Platt notes, for example, that the SEC is not required to—and does not—include in its reports the total whistleblower program budget, the nature of the alleged misconduct contained in reported tips, or the percentage of whistleblower payouts that cover the administrative costs of the program, such as lawyer’s fees.
But Platt argues that some currently-undisclosed aspects of the program’s operations are actually vital for Congress and the public to know because the program’s whistleblower payouts—over $1.9 billion since inception—would have benefitted taxpayers otherwise.
Platt asserts that the SEC’s lack of transparency not only fails to provide additional protection for whistleblowers, but also obscures vital information about the program that is necessary for evaluating its costs and benefits.

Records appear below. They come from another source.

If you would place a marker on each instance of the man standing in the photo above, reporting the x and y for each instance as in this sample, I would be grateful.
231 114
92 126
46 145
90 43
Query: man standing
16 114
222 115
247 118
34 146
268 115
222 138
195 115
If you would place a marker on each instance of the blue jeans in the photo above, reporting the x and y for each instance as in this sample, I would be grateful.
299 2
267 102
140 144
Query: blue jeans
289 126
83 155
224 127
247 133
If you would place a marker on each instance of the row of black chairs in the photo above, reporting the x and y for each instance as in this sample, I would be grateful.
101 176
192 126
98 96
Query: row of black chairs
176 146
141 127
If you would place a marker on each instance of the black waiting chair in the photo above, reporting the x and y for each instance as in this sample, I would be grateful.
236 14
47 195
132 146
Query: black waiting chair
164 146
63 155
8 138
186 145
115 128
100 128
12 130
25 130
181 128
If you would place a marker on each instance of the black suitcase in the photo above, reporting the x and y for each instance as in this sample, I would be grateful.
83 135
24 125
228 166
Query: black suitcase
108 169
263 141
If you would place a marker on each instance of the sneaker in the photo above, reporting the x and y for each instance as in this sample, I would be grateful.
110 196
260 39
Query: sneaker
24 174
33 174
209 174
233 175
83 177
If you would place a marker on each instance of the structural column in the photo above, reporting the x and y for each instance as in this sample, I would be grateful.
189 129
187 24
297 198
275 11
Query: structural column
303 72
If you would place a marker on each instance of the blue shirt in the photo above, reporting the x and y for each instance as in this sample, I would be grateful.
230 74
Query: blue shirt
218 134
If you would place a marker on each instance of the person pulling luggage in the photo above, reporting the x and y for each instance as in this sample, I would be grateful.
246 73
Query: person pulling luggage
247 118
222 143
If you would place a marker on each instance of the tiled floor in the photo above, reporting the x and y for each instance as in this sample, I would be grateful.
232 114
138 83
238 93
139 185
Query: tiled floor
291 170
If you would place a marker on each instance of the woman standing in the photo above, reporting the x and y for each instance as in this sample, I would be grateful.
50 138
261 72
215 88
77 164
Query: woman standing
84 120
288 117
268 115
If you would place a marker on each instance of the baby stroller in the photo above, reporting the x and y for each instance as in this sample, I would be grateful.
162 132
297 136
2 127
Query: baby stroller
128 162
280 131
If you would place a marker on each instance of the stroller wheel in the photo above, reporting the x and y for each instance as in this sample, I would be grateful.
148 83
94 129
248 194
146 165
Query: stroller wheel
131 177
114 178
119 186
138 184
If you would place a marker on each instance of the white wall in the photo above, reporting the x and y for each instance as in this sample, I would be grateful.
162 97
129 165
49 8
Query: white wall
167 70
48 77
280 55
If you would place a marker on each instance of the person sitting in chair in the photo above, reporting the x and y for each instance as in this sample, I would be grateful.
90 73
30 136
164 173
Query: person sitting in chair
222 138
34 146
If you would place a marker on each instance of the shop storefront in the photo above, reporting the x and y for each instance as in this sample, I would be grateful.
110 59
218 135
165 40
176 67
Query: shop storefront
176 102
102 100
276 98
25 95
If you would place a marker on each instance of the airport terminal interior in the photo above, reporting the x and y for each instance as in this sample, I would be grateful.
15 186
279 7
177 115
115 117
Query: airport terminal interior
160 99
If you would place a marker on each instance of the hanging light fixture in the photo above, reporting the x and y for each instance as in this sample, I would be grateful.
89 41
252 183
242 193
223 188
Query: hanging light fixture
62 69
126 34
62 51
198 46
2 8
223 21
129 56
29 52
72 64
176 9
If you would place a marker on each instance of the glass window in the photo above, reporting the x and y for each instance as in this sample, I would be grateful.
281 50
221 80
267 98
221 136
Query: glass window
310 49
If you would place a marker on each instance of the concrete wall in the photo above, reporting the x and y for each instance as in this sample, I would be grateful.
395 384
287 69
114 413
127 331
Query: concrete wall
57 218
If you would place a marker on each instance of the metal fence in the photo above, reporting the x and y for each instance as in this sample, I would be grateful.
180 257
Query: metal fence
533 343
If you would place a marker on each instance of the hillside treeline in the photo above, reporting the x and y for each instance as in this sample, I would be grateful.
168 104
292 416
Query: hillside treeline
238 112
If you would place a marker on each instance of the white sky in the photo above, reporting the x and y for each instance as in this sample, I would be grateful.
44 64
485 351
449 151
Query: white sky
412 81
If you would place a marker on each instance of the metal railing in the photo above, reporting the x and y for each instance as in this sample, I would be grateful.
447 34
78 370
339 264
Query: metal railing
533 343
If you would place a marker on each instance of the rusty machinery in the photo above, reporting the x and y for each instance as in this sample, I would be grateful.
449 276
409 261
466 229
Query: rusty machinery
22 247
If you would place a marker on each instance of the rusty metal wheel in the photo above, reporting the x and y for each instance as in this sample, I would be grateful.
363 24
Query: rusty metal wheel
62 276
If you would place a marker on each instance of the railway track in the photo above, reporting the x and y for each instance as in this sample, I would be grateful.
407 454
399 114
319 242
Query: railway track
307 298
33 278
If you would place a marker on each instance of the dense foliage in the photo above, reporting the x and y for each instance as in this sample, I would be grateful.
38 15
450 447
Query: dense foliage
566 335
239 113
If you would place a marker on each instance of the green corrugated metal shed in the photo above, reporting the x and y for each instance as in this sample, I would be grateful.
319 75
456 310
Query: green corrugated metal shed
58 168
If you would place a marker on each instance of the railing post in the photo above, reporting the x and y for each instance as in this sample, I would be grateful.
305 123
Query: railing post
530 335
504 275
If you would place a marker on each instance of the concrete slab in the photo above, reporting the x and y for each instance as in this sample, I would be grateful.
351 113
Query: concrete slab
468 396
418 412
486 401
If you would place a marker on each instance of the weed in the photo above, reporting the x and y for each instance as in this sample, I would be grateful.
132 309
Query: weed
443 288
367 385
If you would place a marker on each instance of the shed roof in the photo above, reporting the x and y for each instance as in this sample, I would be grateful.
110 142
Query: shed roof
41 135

Platt also notes that the agency’s lax disclosure has drawn criticism from third parties as well.
But Platt’s concerns about the SEC’s secrecy go deeper. He cites, for example, the SEC’s 2022 annual report, which he claims omitted critical information that the SEC had previously disclosed in “every single prior annual report since the earliest days” of whistleblower office programming. The information omitted includes the proportion of insider versus outsider awardees, the proportion of awardees who reported their concerns up the chain internally before bringing their tips to the SEC, and the number of attorneys employed by the SEC’s whistleblower office, according to Platt. The 2023 report, although not discussed by Platt, also omits such information.
Platt concedes that these omissions may not necessarily indicate any foul play on the part of the agency. He also acknowledges that the omissions may merely stem from resource constraints from the SEC’s shifting of personnel away from report preparation to assisting with rulemaking activities.

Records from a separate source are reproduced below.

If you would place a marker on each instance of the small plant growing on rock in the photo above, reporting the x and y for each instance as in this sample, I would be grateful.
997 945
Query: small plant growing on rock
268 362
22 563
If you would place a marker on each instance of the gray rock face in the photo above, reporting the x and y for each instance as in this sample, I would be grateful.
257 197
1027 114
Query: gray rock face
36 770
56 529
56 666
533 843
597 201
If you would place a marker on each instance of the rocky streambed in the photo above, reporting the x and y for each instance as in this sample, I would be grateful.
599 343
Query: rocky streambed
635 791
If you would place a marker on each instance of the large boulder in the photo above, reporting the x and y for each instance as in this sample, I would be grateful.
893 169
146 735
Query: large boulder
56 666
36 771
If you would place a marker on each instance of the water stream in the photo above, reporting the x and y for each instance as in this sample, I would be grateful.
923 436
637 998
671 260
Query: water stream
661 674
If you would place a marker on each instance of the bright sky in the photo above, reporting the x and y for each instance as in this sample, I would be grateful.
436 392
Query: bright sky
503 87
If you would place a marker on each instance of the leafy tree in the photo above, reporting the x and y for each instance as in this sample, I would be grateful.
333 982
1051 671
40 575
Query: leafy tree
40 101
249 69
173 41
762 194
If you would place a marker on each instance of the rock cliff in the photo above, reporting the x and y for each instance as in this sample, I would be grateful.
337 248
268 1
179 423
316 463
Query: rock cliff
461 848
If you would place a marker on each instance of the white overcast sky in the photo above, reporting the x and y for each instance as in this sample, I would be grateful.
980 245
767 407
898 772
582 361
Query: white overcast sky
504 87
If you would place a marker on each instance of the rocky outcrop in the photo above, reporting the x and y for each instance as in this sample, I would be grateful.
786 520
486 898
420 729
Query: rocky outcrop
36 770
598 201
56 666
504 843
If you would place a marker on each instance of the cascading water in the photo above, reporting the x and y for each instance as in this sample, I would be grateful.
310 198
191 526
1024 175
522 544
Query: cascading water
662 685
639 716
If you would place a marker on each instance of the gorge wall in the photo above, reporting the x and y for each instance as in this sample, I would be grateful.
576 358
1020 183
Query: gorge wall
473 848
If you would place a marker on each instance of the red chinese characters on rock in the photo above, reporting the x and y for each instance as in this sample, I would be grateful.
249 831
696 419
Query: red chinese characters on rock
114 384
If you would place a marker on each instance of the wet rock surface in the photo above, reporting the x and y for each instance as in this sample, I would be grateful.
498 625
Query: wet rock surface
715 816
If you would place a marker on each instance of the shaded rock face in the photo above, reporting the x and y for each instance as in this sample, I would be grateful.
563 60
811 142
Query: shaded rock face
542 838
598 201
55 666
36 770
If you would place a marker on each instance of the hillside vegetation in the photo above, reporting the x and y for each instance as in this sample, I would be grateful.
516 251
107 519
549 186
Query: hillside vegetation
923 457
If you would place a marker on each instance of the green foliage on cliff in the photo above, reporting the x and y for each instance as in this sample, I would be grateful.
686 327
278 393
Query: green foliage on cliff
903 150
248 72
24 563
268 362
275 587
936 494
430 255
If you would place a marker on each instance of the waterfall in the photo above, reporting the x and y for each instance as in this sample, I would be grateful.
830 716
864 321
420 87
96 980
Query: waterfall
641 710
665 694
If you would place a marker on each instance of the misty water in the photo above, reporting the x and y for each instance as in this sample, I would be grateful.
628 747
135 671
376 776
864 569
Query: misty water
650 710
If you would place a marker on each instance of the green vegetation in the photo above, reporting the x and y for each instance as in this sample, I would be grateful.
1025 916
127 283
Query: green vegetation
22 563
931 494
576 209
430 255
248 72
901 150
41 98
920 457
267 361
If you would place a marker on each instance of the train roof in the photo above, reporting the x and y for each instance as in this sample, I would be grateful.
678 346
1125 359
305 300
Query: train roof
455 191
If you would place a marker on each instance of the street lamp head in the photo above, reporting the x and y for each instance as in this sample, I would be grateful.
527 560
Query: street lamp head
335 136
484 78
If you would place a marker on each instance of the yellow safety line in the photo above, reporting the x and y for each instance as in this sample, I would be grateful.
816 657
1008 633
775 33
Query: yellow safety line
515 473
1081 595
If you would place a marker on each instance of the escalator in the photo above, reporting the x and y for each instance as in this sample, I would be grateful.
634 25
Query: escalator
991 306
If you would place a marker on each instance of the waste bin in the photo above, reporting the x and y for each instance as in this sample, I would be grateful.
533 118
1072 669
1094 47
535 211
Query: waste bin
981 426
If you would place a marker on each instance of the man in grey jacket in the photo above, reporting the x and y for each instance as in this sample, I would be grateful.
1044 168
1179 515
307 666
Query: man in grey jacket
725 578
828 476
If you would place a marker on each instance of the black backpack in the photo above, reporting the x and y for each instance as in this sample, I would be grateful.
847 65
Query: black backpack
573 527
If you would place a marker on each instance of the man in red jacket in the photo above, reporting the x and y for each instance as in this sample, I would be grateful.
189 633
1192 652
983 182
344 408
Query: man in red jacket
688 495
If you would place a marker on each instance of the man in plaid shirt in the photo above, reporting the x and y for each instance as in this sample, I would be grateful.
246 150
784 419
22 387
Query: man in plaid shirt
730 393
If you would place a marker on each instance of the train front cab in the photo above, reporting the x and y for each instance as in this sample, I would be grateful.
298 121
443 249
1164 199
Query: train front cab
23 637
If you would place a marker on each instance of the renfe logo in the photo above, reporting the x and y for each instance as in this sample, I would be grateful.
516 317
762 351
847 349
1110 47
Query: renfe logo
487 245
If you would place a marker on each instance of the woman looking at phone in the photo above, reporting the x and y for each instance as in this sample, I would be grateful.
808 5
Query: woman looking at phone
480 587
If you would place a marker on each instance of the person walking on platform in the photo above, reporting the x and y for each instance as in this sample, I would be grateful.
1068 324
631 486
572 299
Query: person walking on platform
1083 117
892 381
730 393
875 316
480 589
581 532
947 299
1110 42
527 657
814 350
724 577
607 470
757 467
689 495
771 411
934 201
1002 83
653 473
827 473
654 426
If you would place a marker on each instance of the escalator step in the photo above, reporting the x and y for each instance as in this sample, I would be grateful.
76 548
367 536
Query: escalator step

But Platt also emphasizes that these omissions might be evidence of something “darker,” such as a general disdain at the SEC for the traditional mechanisms of regulatory processes, as some critics have claimed. In this vein, Platt addresses the possibility that these omissions could be hiding something “controversial or embarrassing,” such as the compensation of whistleblowers who profited from the very scheme they blew the whistle on.
Ultimately, Platt worries that these omissions indicate that the SEC is not taking the transparency of its whistleblower program seriously. And in August 2022, SEC Commissioner Mark Uyeda expressed that very concern, stating that increased scrutiny of the whistleblower program’s transparency was “understandable.”
Although the SEC’s whistleblower program has been touted as a successful method of deterring securities fraud, some critics, including Commissioner Uyeda, maintain that it could be made even more effective by increasing the transparency in these yearly reports.
Platt concludes that the SEC’s whistleblower program’s secrecy threatens to undermine the SEC’s commitments to both openness and accountability—an ironic outcome for a government agency otherwise focused on transparency.